While we acknowledge that the improvement in accuracy of LiMAC compared to our fine-tuned Florence does not fully solve the problem, we still believe it represents a meaningful and valuable step forward (and in most cases with large improvements in computational efficiency/speed). We have carefully evaluated LiMAC and provided a thorough analysis of its strengths and weaknesses, which we hope highlights the contribution of our work in advancing the field. Regarding the “more parameters”, while the overall framework does have more parameters, we believe that statement does not paint the full picture, as these parameters do not simply compose a larger network (i.e., not all parameters are called at the same time). For example, if one was to consider action type selection as its own separate task, our 520M AcT model outperformed larger models. Moreover, the parameters of the VLM are only used when the VLM is called, which only occurs for open-app or input-text actions, making up 13.9% of the total actions for AndroidControl and 10.6% for AitW respectively.
- Online Evaluation:
We definitely agree that online evaluation is a valuable addition and currently missing from our work, and is an aspect that we aim to address in the future. We believe that fully autonomous, online, and generalisable app agent control, is far from solved [1,2]. Nevertheless, the focus of our study differs from that of DigiRL [3]. In DigiRL, the authors train separate models for different goal categories (General and Webshop) and evaluate on a relatively small subset of goals (the first 96 from the train and test set).
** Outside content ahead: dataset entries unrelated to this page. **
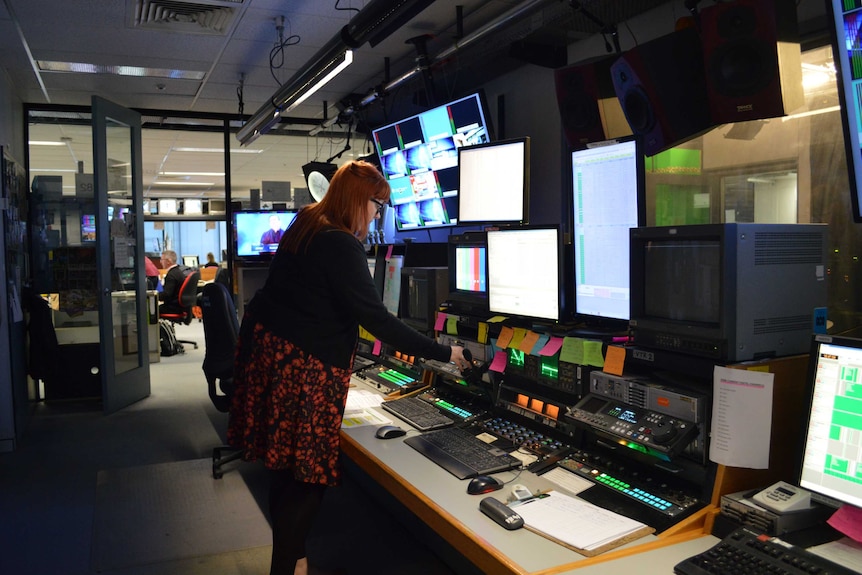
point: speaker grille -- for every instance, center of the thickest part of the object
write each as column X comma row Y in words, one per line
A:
column 787, row 248
column 783, row 324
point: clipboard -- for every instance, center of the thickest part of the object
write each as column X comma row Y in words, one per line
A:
column 549, row 529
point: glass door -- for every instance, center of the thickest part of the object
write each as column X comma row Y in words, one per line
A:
column 125, row 320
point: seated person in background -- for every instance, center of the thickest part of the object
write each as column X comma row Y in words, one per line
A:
column 274, row 233
column 173, row 282
column 151, row 272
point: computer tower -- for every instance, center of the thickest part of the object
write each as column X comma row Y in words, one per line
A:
column 423, row 289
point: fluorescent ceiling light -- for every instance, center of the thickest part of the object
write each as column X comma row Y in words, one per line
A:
column 203, row 184
column 84, row 68
column 217, row 150
column 345, row 62
column 216, row 174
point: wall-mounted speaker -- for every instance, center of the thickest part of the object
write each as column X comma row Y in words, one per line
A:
column 752, row 59
column 661, row 87
column 589, row 108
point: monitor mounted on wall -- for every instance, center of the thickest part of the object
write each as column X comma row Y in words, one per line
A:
column 494, row 182
column 845, row 19
column 419, row 157
column 607, row 201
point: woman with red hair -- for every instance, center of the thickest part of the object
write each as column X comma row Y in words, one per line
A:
column 296, row 348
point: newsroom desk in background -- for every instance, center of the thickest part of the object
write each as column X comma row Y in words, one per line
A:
column 441, row 501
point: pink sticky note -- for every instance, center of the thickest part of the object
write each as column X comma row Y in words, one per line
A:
column 498, row 364
column 848, row 520
column 552, row 347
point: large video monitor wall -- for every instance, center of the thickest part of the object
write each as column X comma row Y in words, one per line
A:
column 419, row 158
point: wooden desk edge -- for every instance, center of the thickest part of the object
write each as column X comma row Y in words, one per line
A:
column 481, row 553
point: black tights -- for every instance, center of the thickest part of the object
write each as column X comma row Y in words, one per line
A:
column 293, row 505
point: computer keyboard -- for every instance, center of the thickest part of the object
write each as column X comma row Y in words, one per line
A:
column 747, row 551
column 461, row 453
column 418, row 413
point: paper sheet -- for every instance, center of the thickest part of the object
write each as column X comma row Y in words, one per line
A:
column 575, row 522
column 741, row 417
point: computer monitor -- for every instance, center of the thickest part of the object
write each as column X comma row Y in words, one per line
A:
column 607, row 201
column 419, row 158
column 256, row 232
column 468, row 272
column 524, row 272
column 832, row 450
column 494, row 182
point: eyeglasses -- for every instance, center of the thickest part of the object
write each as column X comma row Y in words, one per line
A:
column 380, row 205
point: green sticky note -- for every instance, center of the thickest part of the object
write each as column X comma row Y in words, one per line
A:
column 593, row 353
column 572, row 350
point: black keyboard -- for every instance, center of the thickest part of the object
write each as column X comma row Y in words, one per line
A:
column 418, row 413
column 461, row 453
column 747, row 551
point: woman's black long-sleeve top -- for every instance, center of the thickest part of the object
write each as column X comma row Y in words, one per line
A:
column 318, row 297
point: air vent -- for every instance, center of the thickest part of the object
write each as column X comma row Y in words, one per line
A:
column 790, row 248
column 184, row 17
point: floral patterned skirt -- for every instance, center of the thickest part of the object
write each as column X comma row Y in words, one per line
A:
column 287, row 407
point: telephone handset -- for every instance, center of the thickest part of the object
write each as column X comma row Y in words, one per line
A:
column 781, row 497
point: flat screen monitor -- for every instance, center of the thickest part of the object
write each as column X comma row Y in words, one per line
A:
column 257, row 232
column 167, row 207
column 193, row 207
column 494, row 182
column 524, row 272
column 846, row 23
column 468, row 272
column 607, row 202
column 88, row 227
column 831, row 451
column 419, row 157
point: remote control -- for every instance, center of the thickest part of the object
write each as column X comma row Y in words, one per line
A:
column 501, row 513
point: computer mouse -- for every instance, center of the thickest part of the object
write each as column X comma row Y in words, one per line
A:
column 483, row 484
column 389, row 432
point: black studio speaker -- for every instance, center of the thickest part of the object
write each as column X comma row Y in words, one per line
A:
column 589, row 108
column 661, row 87
column 752, row 59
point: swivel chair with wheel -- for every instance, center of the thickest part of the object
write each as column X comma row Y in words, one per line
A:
column 221, row 331
column 186, row 299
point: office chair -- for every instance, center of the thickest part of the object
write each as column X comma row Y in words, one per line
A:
column 221, row 330
column 187, row 298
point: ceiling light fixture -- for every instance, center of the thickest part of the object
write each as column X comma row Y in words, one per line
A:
column 376, row 20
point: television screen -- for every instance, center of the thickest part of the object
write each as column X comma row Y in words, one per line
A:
column 524, row 276
column 419, row 157
column 88, row 227
column 167, row 207
column 494, row 182
column 830, row 452
column 468, row 272
column 607, row 201
column 258, row 232
column 846, row 20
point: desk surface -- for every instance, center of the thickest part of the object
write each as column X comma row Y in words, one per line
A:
column 442, row 502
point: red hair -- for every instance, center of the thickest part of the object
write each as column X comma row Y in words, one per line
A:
column 345, row 205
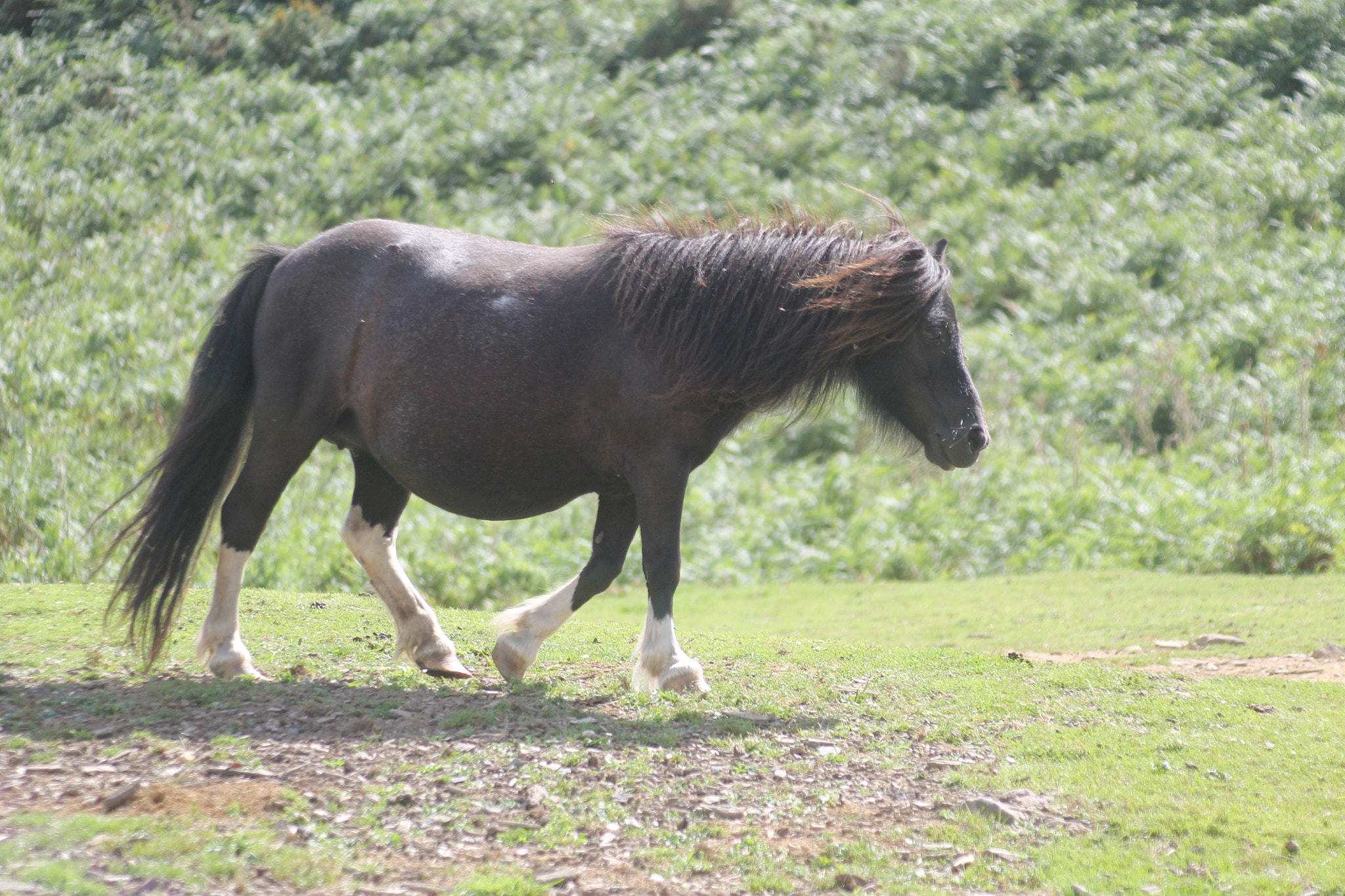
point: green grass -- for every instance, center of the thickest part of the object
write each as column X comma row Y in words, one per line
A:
column 1114, row 744
column 1143, row 200
column 1064, row 612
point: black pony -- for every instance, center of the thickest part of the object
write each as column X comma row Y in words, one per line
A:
column 500, row 381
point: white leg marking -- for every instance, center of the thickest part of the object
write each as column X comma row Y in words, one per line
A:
column 522, row 629
column 661, row 662
column 219, row 647
column 418, row 636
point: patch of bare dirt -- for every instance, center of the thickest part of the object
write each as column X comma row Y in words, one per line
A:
column 1298, row 667
column 326, row 763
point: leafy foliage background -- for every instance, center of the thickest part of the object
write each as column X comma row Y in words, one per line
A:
column 1145, row 205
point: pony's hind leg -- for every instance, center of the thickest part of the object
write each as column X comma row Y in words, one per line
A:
column 370, row 534
column 522, row 629
column 661, row 664
column 272, row 459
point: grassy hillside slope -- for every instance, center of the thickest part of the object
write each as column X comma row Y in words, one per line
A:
column 1143, row 202
column 1185, row 785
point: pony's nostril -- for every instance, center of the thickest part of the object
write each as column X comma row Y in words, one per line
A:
column 978, row 438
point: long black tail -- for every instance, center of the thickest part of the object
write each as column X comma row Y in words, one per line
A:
column 191, row 475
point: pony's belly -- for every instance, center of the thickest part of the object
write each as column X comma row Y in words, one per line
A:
column 499, row 495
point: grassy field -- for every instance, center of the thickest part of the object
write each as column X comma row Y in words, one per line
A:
column 1066, row 612
column 1143, row 203
column 844, row 759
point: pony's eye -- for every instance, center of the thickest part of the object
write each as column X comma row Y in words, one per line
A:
column 935, row 332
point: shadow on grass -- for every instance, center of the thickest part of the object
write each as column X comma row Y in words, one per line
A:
column 334, row 712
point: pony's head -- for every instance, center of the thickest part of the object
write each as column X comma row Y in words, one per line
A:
column 908, row 360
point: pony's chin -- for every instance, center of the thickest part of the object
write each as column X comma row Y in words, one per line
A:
column 937, row 454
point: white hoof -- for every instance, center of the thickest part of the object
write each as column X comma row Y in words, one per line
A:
column 440, row 660
column 685, row 677
column 512, row 654
column 682, row 675
column 229, row 666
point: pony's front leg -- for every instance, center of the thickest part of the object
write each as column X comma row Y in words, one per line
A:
column 370, row 534
column 418, row 634
column 522, row 629
column 661, row 664
column 219, row 645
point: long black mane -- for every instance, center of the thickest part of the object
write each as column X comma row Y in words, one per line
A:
column 753, row 313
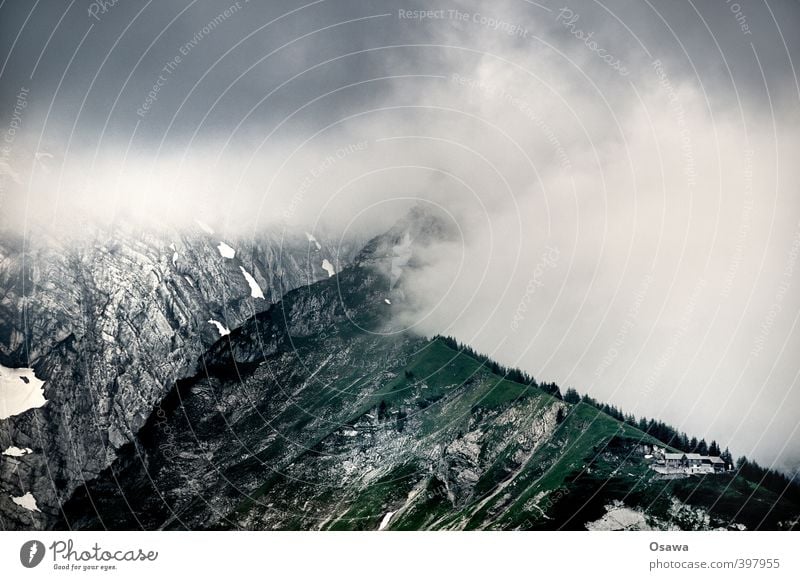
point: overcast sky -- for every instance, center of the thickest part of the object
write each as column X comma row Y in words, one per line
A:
column 624, row 175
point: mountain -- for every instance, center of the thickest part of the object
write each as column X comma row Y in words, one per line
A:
column 109, row 320
column 321, row 412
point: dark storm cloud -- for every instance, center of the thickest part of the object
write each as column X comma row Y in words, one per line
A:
column 625, row 172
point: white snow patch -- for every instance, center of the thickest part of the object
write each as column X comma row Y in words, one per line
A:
column 225, row 250
column 313, row 240
column 620, row 517
column 27, row 501
column 20, row 390
column 16, row 451
column 255, row 289
column 385, row 521
column 204, row 227
column 220, row 327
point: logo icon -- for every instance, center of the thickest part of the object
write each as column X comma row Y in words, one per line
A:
column 31, row 553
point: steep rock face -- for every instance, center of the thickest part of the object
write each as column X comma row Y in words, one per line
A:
column 110, row 321
column 317, row 414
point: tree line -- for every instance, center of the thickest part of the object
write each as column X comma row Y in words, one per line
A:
column 767, row 478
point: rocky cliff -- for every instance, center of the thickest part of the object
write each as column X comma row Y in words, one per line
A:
column 109, row 320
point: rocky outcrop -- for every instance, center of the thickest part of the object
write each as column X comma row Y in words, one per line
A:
column 110, row 320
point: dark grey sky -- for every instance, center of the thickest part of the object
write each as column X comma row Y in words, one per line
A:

In contrast, our work utilises the AndroidControl dataset, which contains more than 13K distinct goals, as well as our subset of AitW, with just under 9K goals. Generalising fine-tuned models in online settings remains an open problem, as highlighted in [1,2] which demonstrate that fine-tuned models perform poorly on a large set of online tasks.
- Novelty:
We have added an acknowledgement of [4] and [5] in Sec 3.1, discussing that they have also explored embedding individual UI elements.
We would argue that the architecture as a whole is novel even if some of the individual components have been explored before. Indeed, Li et al. [4] (which we thank the reviewer for bringing to our attention) and Rawles et al (AitW) [5] have explored embedding individual UI elements, however we still believe we look deeper into the matter (e.g., using fine-tuned CLIP for the embedding accompanied with ablation studies, using concatenations of embeddings of CLIP and BERT, etc). Furthermore, as the reviewer noted, we use the hidden states of the transformer corresponding to these embeddings for a contrastive learning objective (which to the best of our knowledge has not been explored before). The gated architecture is obviously not a novel idea, and it is pretty natural to the task, but we still believe reporting its capabilities in this context is valuable.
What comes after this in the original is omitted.